His second book on the native flora of Mexico, "Meet Flora Mexicana", was published in 1961. He used the same innovative techniques for plant identification as he did in the first book. He was given an honorary membership in the Sociedad Botanica del Estado de Jalisco during his research on this book. In 1958, at the fifteenth International Horticultural Conference in Nice, France, he presented a paper and gave out packets of Colorado's native plant, the columbine, to attendees.

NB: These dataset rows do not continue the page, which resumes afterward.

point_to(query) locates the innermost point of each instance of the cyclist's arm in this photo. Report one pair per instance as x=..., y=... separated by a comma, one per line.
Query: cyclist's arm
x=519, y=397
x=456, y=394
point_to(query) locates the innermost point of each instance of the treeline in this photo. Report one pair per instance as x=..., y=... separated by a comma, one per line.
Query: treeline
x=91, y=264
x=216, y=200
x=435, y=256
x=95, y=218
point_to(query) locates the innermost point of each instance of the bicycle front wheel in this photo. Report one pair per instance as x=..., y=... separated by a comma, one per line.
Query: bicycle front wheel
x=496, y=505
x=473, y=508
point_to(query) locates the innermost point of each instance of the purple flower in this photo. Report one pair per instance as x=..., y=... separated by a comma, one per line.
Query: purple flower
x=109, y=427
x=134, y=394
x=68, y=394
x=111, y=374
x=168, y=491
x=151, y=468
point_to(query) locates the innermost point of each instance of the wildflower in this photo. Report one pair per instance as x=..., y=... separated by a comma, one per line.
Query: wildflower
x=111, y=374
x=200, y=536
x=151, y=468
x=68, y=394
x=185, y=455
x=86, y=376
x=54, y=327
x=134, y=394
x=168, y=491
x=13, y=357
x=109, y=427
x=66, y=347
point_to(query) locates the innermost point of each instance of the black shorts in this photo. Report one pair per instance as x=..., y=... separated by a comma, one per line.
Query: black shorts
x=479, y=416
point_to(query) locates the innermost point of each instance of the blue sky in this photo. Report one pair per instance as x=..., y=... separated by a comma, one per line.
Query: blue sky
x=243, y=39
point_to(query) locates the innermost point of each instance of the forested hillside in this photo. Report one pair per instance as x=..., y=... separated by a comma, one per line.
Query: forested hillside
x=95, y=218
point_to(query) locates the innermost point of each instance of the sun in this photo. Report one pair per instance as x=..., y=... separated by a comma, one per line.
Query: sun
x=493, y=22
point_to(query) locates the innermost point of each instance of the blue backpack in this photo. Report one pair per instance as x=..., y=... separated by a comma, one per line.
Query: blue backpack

Two trails are named in his honor. One is on Mt. Goliath, just below Mount Blue Sky, Colorado. The Denver Botanic Gardens named it the M. Walter Pesman Alpine Nature Trail. A similar one is just outside Grand Junction.

==Close of life==
Pesman died of cancer in September 1962. Ever the free thinker, he had written his own obituary entitled “Future Address from M. Walter Pesman”. In the obituary, he thanked all of his friends and relatives, writing, “This last chapter of my life should be like the final act of a good play. When the curtain falls the whole play it is then appreciated. It is my hope that something of my life will have been of benefit to individuals and to the general well-being. Will you forget that this is a farewell and keep your memories fresh with all the wonderful times we have had together?” In January 1963, the Colorado Nurseryman's Association chose him as "Man of the Year", posthumously. In 1995, the Green Thumb published an extensive article about his life and accomplishments. In 2012, his book was republished which includes photographs of every flower in Colorado.